Your Four Year Old Might Be Looking for a Best Friend

I think I figured it out. All day, my four year old was asking me to be with him. He would make me sit, right by him. He would make me put things on my head. He would dangle things right in front of my face. It literally was giving me vertigo.

I remembered the work of Carl Jung, who says humans develop “archetypes.” It’s what kind of people we expect to come across and how to handle them. A baby is born expecting a mother. If he doesn’t have one, he seeks out a substitute.

I realized my son was treating me as another four year old child. He wanted me to play with him as another child does. Except, I really can’t. I am really not cut out for the role of being in the middle of the rug with chaos all around me as I look at every single LEGO brick he was using to build with.

He told me I was his best friend.

When I realized this, I was less resistant to it. I forgave myself, a bit. Truly, we don’t live in a way designed around child development. Children only meet up at scheduled, infrequent times anymore. Their social needs are much higher than this. They need to be able to be around lots of children of many ages, frequently.
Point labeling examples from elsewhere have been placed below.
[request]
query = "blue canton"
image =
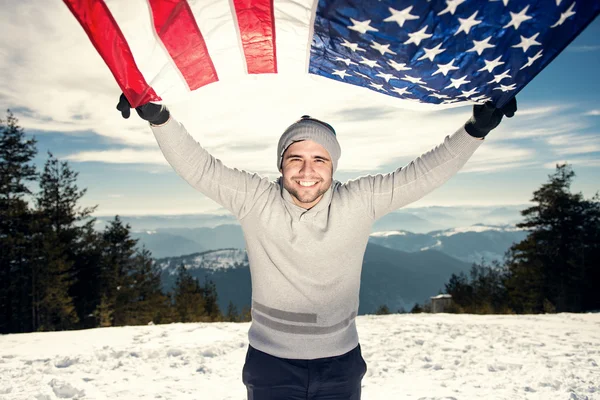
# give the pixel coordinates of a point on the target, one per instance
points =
(444, 52)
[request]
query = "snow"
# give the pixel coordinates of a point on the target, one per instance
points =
(477, 228)
(437, 244)
(442, 296)
(388, 233)
(211, 260)
(409, 356)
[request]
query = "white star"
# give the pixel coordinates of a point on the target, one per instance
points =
(377, 86)
(563, 16)
(387, 77)
(362, 26)
(490, 65)
(432, 53)
(416, 37)
(413, 80)
(467, 24)
(506, 88)
(370, 63)
(451, 6)
(517, 19)
(481, 99)
(346, 61)
(445, 68)
(341, 73)
(401, 91)
(400, 16)
(398, 66)
(456, 83)
(382, 48)
(498, 78)
(530, 60)
(480, 45)
(468, 93)
(352, 46)
(428, 89)
(526, 43)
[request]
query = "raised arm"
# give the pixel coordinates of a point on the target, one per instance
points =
(236, 190)
(384, 193)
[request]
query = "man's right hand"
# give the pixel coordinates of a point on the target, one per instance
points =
(156, 114)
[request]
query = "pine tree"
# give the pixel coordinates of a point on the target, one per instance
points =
(117, 267)
(57, 218)
(211, 304)
(552, 267)
(16, 171)
(149, 304)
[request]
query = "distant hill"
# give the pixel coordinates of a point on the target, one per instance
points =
(469, 244)
(398, 279)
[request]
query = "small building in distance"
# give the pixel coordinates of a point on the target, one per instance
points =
(440, 303)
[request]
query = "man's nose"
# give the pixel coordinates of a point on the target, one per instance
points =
(306, 167)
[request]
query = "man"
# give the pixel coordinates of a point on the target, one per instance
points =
(306, 235)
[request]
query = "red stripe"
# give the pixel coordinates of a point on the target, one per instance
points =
(256, 21)
(107, 38)
(177, 28)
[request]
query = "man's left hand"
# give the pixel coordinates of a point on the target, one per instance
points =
(486, 117)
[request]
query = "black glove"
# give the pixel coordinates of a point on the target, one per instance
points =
(156, 114)
(486, 117)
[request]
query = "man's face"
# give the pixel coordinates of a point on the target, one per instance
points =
(307, 172)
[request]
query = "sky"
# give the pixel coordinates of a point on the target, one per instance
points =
(408, 356)
(63, 94)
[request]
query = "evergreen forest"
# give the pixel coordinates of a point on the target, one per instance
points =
(57, 272)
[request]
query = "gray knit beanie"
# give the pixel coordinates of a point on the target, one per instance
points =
(308, 128)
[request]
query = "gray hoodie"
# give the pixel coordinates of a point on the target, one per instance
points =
(306, 264)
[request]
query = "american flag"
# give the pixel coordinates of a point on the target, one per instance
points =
(438, 51)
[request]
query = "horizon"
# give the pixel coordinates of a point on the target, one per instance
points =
(120, 164)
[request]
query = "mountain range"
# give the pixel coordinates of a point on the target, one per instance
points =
(395, 278)
(400, 267)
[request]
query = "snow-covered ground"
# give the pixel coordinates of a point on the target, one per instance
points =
(411, 356)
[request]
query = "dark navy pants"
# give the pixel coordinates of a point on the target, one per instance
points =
(332, 378)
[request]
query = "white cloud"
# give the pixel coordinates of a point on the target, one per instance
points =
(574, 144)
(491, 157)
(121, 156)
(51, 70)
(575, 162)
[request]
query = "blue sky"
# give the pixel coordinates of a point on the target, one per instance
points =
(66, 99)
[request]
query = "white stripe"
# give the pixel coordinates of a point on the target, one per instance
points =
(134, 18)
(215, 20)
(293, 35)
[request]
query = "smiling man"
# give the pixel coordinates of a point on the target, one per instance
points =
(306, 235)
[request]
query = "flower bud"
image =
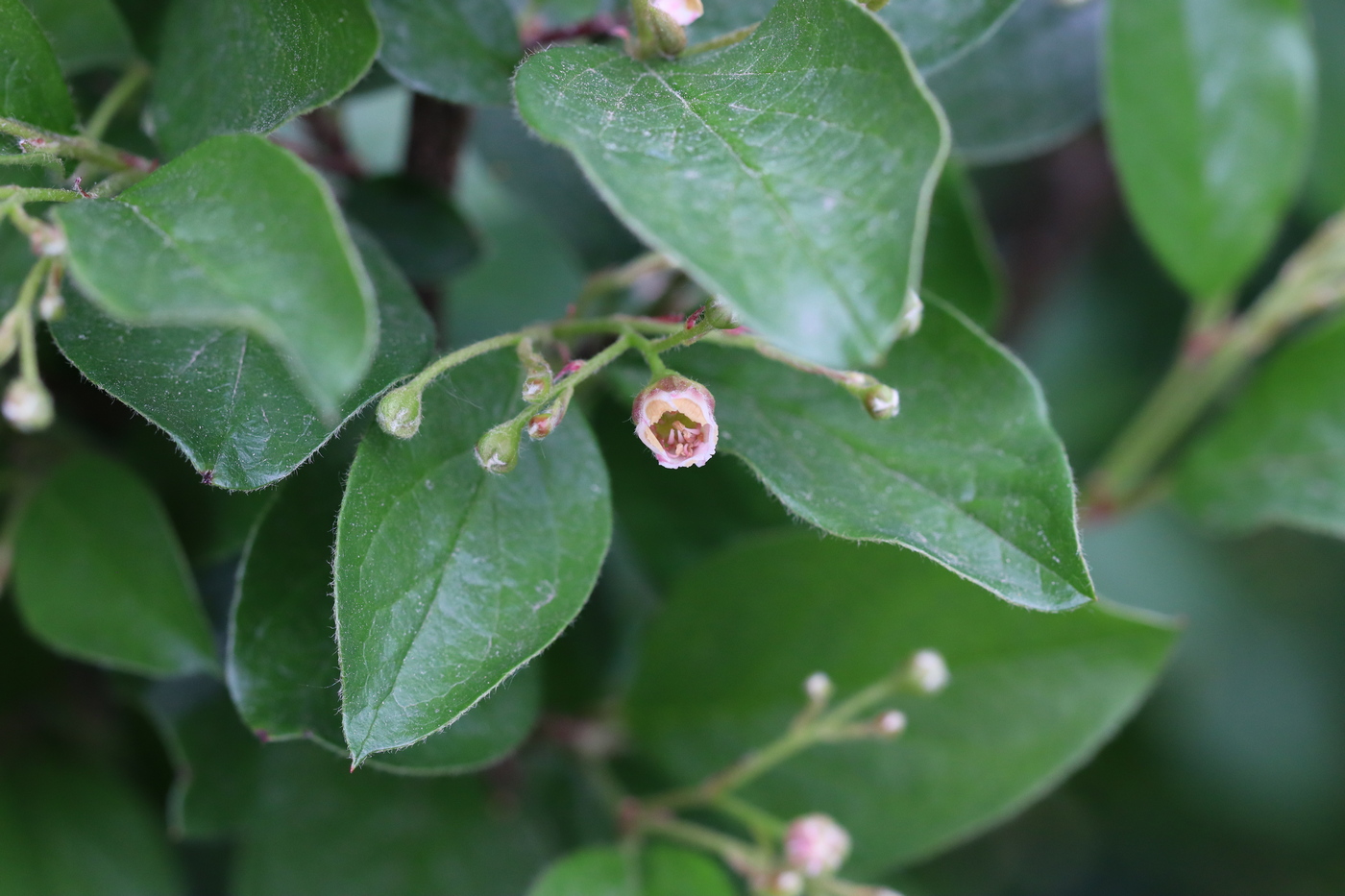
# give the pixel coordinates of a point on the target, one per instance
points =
(537, 373)
(928, 670)
(816, 845)
(498, 449)
(27, 405)
(541, 425)
(400, 410)
(881, 401)
(720, 315)
(912, 314)
(682, 12)
(674, 416)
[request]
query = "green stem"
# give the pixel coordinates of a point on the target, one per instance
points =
(127, 86)
(728, 39)
(1213, 356)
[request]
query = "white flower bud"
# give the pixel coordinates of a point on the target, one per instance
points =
(930, 671)
(27, 405)
(816, 845)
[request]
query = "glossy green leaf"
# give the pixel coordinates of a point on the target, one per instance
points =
(961, 264)
(1032, 695)
(450, 579)
(456, 50)
(225, 396)
(1026, 89)
(100, 574)
(33, 89)
(1278, 455)
(800, 198)
(253, 64)
(281, 665)
(1210, 116)
(211, 240)
(320, 831)
(85, 34)
(73, 831)
(658, 871)
(968, 472)
(1327, 174)
(935, 31)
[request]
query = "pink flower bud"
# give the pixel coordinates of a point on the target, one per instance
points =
(816, 845)
(675, 419)
(681, 11)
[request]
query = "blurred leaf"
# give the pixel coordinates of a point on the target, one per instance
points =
(33, 89)
(961, 265)
(74, 831)
(663, 871)
(802, 200)
(211, 240)
(450, 579)
(1210, 114)
(454, 50)
(85, 34)
(545, 180)
(1026, 89)
(934, 31)
(215, 761)
(968, 473)
(421, 230)
(1278, 455)
(1327, 174)
(526, 274)
(100, 574)
(282, 668)
(320, 831)
(228, 66)
(225, 396)
(1032, 694)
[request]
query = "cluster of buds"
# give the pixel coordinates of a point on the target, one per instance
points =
(674, 417)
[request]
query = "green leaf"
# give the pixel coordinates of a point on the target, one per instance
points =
(456, 50)
(100, 574)
(661, 871)
(85, 34)
(225, 396)
(212, 240)
(1278, 455)
(320, 831)
(968, 473)
(1032, 695)
(70, 829)
(228, 66)
(450, 579)
(961, 264)
(1210, 116)
(790, 174)
(33, 89)
(281, 665)
(1026, 89)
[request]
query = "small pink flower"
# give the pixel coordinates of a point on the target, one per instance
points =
(675, 419)
(681, 11)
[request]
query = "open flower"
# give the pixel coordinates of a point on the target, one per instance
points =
(675, 419)
(681, 11)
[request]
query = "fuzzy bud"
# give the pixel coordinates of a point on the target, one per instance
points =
(400, 410)
(816, 845)
(674, 417)
(27, 405)
(498, 449)
(928, 671)
(544, 424)
(537, 373)
(720, 315)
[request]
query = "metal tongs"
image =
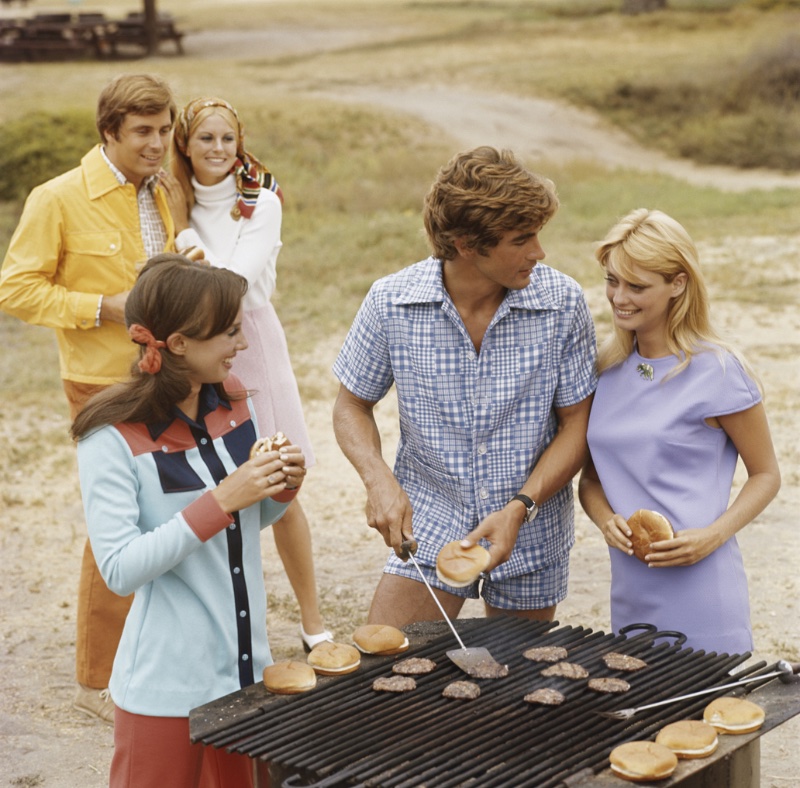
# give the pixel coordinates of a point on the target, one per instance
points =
(786, 671)
(475, 662)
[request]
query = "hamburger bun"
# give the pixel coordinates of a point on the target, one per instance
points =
(689, 738)
(263, 445)
(379, 639)
(289, 678)
(642, 761)
(647, 527)
(330, 659)
(734, 715)
(461, 566)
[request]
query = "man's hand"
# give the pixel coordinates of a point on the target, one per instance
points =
(389, 511)
(500, 529)
(113, 308)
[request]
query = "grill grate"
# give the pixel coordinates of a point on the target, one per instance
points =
(343, 733)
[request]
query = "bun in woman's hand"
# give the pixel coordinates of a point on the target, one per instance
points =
(647, 527)
(264, 445)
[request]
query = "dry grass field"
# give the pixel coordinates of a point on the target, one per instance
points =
(355, 106)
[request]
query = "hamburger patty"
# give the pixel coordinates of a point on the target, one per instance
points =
(617, 661)
(394, 684)
(609, 685)
(546, 696)
(414, 666)
(545, 653)
(462, 690)
(567, 670)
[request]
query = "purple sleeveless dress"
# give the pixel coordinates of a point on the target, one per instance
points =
(653, 450)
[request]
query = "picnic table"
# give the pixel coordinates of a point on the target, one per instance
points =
(75, 36)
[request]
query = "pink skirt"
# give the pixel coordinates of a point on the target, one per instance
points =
(266, 370)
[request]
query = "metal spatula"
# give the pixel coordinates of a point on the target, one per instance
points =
(475, 662)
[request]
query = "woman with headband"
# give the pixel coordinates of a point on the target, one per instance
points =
(174, 509)
(226, 203)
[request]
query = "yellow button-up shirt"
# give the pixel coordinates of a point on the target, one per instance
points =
(79, 237)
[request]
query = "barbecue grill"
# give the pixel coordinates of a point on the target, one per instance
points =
(344, 733)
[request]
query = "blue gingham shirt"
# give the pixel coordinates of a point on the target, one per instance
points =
(473, 425)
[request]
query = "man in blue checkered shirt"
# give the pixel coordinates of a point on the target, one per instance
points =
(493, 359)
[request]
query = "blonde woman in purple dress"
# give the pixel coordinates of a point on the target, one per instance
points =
(226, 203)
(675, 408)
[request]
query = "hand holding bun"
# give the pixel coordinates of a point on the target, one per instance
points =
(460, 566)
(293, 471)
(379, 639)
(647, 527)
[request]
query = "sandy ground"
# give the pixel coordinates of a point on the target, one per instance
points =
(43, 742)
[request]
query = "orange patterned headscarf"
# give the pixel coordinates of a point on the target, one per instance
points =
(251, 175)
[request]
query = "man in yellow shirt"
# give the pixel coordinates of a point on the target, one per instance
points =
(81, 240)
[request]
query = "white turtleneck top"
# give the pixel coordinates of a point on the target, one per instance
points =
(249, 247)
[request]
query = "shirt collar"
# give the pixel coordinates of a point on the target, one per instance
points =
(209, 401)
(429, 288)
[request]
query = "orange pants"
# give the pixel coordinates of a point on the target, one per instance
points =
(153, 752)
(101, 613)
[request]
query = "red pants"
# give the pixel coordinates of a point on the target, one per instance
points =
(154, 752)
(101, 613)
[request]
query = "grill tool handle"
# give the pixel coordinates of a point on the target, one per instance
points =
(409, 547)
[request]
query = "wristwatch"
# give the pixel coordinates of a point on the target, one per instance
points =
(531, 507)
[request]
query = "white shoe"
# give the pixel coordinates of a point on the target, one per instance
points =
(309, 641)
(94, 703)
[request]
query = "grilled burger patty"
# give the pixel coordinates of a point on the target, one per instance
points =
(545, 653)
(546, 696)
(414, 666)
(617, 661)
(609, 685)
(462, 690)
(394, 684)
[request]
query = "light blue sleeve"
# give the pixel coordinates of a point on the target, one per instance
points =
(129, 551)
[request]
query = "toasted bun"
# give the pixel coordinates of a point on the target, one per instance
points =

And I got more creative in how to solve it. I told his sister, 6, that her brother was looking for a friend. She said, “Oh. That’s kind of cute.” She would come play with him, when available. As I type this, she is opening Play Doh for him. She has read books to him. They put on plays and she taunts him, “You think the police car was a good guy. BUT IT’S A BAD GUY!!!” And he chases her all over.

They are wired for each other.

In understanding child development better, it’s my hope we are better able to meet their developmental needs–and in a way that is kinder to us.